Miners with a stake in Bitcoin may mine at a loss to defend the network.
If a well-funded attacker starts mining they are adding a bunch of hash power to the network. If the market was relatively efficient, and margins were somewhat thin, then some miners will now be losing money every second that they mine.
These miners must choose to either drop out and cut their losses, or continue mining at a loss in order to “do their part” and save the network. Again there is a tragedy of the commons problem here.
But even worse, if miners believe the attacker is well-funded and will probably win eventually, they should cut their losses now (and try to sell their hardware and coins) rather than mine at a loss for the next month only to give up then having spent much more money.
This is the ”you too” logical fallacy since Ethereum having the same problem doesn’t help Bitcoin. But I don’t think the situation is as bad for Ethereum.
For one, Ethereum has not yet committed to deflationary issuance, while Bitcoin certainly has. In fact, I think Bitcoin supporters would agree that Bitcoin’s 21 million supply cap is absolutely non-negotiable at this point.
Ethereum has also long been planning to move to proof-of-stake, which should allow for greater security per dollar of security budget, and therefore lower security budget and lower issuance — though perhaps never zero issuance.
But either way, Ethereum’s security doesn’t really matter to Bitcoin.
Speaking of Ethereum, maybe proof-of-stake (PoS) can solve this problem for Bitcoin?
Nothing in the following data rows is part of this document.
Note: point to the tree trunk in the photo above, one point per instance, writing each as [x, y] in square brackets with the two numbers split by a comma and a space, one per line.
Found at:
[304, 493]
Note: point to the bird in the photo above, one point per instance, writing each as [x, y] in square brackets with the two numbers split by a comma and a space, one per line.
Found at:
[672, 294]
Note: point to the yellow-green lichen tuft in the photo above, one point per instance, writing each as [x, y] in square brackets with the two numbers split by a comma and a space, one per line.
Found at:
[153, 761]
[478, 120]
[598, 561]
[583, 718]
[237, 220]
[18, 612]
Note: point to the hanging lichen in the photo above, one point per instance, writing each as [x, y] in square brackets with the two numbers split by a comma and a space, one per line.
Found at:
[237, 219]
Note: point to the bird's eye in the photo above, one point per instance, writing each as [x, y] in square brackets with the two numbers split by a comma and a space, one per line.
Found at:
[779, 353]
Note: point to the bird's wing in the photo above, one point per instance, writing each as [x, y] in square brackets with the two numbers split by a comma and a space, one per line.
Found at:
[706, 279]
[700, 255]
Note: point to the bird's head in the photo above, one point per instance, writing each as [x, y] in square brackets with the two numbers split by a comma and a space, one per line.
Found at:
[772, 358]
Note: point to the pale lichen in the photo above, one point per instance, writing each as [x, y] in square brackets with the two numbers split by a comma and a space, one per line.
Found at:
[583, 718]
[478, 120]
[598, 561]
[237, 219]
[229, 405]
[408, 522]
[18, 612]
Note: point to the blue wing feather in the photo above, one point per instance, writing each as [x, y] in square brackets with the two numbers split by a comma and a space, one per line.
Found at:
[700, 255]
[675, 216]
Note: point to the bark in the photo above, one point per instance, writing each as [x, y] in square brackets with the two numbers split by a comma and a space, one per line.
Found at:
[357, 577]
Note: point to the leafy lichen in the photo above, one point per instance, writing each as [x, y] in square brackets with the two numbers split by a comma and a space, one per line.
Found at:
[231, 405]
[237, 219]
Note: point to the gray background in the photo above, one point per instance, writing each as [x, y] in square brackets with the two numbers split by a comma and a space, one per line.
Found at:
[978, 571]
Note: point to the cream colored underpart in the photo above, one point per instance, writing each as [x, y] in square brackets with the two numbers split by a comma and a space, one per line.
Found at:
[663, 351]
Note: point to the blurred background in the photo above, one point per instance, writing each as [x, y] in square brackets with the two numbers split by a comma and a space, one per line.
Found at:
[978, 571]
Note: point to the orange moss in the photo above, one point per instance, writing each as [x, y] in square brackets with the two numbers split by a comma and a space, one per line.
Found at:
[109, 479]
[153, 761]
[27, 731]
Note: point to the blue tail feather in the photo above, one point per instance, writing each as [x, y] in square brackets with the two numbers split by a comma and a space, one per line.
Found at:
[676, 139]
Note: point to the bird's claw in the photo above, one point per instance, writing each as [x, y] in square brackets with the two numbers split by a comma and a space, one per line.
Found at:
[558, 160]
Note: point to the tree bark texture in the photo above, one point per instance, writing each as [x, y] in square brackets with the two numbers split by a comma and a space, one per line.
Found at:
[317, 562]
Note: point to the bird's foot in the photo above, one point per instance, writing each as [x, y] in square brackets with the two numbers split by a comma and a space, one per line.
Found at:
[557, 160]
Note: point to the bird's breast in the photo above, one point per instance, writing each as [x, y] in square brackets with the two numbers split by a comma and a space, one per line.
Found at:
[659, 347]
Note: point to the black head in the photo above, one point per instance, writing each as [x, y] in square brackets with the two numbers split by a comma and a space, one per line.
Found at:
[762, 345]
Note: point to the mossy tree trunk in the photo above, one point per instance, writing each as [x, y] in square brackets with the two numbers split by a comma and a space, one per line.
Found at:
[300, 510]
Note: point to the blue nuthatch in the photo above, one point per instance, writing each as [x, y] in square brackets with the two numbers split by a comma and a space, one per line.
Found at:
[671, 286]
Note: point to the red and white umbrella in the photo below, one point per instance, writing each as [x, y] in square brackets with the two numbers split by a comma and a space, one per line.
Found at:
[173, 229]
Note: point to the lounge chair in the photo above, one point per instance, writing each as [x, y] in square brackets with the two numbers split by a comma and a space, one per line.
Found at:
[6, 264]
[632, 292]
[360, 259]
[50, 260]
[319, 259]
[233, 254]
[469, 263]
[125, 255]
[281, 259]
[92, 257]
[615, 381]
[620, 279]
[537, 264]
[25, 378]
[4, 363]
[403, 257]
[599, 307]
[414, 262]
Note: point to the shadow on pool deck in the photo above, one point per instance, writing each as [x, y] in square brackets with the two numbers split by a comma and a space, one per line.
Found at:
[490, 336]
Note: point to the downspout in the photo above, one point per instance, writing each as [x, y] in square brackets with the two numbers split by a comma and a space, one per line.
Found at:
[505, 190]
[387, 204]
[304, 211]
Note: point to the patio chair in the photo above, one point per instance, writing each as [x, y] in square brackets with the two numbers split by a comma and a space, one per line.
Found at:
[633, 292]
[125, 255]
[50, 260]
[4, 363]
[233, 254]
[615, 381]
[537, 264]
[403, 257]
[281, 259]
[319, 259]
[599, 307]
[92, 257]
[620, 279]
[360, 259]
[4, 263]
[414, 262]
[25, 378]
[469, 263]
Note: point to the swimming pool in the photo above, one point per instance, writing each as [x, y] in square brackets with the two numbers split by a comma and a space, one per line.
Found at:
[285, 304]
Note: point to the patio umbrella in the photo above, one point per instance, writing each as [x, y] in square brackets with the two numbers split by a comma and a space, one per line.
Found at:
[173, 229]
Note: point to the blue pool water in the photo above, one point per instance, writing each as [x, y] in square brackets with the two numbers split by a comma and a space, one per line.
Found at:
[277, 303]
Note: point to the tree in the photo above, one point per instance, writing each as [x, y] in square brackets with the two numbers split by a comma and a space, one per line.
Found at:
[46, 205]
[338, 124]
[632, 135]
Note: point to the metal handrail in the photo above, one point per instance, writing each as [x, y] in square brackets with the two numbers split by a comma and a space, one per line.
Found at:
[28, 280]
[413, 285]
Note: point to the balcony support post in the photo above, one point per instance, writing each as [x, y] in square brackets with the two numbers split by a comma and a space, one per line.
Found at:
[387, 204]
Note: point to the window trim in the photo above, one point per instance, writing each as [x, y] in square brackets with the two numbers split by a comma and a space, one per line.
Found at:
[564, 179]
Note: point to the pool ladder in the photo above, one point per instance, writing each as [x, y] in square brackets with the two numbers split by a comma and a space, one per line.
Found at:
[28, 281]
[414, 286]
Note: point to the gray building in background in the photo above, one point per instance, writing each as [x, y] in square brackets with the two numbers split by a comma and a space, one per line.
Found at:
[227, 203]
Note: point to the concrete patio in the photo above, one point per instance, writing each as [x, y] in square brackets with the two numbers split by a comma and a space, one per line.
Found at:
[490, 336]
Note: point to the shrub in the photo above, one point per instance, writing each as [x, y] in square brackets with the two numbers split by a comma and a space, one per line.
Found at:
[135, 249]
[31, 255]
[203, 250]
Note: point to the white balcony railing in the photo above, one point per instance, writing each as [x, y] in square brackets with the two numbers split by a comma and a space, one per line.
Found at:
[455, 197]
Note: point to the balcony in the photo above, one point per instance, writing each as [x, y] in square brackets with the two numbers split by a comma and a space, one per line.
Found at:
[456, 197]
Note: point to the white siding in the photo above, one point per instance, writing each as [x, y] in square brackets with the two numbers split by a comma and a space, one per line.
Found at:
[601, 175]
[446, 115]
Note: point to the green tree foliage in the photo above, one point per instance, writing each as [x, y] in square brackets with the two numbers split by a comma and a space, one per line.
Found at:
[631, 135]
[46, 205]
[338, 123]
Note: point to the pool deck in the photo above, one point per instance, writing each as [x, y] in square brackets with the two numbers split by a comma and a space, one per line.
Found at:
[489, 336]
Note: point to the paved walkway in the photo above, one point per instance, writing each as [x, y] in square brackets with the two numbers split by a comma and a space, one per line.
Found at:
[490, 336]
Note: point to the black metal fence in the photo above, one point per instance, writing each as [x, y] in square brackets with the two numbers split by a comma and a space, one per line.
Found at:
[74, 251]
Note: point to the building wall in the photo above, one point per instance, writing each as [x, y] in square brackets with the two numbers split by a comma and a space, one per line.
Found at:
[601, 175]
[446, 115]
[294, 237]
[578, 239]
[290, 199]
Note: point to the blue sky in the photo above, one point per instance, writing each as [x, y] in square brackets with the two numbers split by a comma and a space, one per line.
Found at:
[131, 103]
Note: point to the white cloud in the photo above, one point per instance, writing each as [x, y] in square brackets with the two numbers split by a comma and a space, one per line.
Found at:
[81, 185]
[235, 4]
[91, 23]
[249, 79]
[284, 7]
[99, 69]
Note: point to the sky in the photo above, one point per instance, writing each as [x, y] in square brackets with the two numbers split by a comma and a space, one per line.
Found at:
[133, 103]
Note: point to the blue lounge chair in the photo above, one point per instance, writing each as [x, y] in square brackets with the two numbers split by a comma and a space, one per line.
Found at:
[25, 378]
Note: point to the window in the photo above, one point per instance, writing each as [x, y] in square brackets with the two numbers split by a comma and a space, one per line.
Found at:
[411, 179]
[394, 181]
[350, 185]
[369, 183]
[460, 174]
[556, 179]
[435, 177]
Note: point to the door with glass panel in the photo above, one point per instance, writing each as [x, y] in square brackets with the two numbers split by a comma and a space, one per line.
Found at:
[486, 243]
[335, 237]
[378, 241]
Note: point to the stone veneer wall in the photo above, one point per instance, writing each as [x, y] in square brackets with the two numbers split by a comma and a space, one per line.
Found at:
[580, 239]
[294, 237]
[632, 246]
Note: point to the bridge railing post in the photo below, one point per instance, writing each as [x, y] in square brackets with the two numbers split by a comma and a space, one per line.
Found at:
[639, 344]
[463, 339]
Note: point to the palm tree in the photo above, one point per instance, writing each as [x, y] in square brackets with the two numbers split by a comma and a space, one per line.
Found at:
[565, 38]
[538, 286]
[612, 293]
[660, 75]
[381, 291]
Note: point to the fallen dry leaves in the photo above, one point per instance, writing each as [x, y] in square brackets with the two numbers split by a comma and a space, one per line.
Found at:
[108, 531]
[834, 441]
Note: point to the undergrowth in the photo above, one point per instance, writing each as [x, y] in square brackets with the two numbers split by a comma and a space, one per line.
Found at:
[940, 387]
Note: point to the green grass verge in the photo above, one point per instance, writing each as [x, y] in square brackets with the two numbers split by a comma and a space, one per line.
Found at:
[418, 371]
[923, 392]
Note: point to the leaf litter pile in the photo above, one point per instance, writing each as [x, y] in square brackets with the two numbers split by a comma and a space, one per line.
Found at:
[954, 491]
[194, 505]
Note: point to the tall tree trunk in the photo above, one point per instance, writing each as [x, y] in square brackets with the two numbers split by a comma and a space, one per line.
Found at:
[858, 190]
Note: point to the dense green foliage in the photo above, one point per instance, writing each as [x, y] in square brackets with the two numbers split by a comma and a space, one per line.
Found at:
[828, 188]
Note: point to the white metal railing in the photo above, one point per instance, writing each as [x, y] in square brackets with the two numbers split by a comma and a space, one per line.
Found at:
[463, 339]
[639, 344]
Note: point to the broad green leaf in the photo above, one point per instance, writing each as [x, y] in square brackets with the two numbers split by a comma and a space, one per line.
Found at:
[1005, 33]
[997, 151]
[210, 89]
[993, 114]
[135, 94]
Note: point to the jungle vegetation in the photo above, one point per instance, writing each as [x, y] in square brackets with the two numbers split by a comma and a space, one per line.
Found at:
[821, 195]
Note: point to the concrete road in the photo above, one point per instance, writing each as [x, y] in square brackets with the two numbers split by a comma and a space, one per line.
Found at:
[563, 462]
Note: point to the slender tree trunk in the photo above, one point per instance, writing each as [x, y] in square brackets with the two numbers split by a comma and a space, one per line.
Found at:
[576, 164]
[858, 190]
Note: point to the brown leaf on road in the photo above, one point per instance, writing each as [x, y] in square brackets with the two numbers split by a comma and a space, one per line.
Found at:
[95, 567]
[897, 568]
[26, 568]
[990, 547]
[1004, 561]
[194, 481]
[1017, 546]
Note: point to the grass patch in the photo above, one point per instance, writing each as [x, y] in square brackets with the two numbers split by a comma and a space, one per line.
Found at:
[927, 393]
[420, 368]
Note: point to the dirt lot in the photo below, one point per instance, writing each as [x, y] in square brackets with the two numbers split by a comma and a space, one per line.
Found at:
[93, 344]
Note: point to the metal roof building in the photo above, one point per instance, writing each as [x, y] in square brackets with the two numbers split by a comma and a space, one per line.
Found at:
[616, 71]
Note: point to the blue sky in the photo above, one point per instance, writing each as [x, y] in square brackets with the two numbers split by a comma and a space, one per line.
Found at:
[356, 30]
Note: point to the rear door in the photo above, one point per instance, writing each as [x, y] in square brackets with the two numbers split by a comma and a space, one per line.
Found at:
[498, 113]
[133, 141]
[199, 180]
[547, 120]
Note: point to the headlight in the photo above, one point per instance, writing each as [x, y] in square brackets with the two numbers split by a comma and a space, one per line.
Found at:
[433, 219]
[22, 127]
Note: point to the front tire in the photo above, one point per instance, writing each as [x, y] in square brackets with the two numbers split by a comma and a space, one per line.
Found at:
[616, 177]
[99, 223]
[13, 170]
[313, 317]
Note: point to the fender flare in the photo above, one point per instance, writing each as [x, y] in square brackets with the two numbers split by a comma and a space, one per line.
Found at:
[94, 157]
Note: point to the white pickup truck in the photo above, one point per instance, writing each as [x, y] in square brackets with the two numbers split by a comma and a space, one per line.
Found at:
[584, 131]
From the Bitcoin wiki:
Some argue that methods based on Proof of Work alone might lead to a low network security in a cryptocurrency with block incentives that decline over time (like bitcoin) due to Tragedy of the Commons, and Proof of Stake is one way of changing the miner’s incentives in favor of higher network security.
As far as I can tell this is the only solution that seems like it could work. According to the Ethereum PoS wiki it might even be possible to have zero (or negative) issuance with PoS (don’t ask me how), which would allow Bitcoin to stick to the 21 million BTC hard cap.
But is this an active area of research in the Bitcoin community? Would the community even tolerate a move to PoS? It certainly doesn’t seem like it. It looks like Bitcoin is committed to PoW for the foreseeable future, for better or worse.
I don’t have a vendetta against Bitcoin, but I also don’t care if Bitcoin specifically wins the crypto-war. Nor do I care if Ethereum or Dogecoin wins.
I care that cryptocurrencies deliver on what I believe to be their tremendous potential. I hope the best, most secure, most useful one wins (and if I can spot the winner and place some bets that would be fine too :).
We should be hyper-critical of all our cherished cryptos because the last thing we need is for society-at-large to adopt one of these things only to have it blow up in their faces and set the whole field back 10 years.
As I said at the top, if I’ve missed something and this problem isn’t really a problem, or there is some great solution that I completely missed, please let me know exactly what I’ve missed, I want to know.
That being said I’m going to keep looking for an answer to this question until either: I find one, or I’m blocked by every Bitcoin maximalist on Twitter due to Tweeting this post at them!
I made a Tweetstorm for this post that resulted in a lot of interesting back and forth. The fee-market is clearly the preferred solution to this problem on the part of Bitcoiners.
(Check out this post for a more in-depth refutation of the fee-market solution to this problem.)
I did not hear any compelling arguments for why tx fee revenue as a percentage of network value should increase — so an extremely low security factor looks likely.
Nor did I hear any argument for why we should expect Bitcoin to survive with a much, much lower security factor. It looks to me like the Bitcoin community is going to more or less just hope that the fee-market is adequate.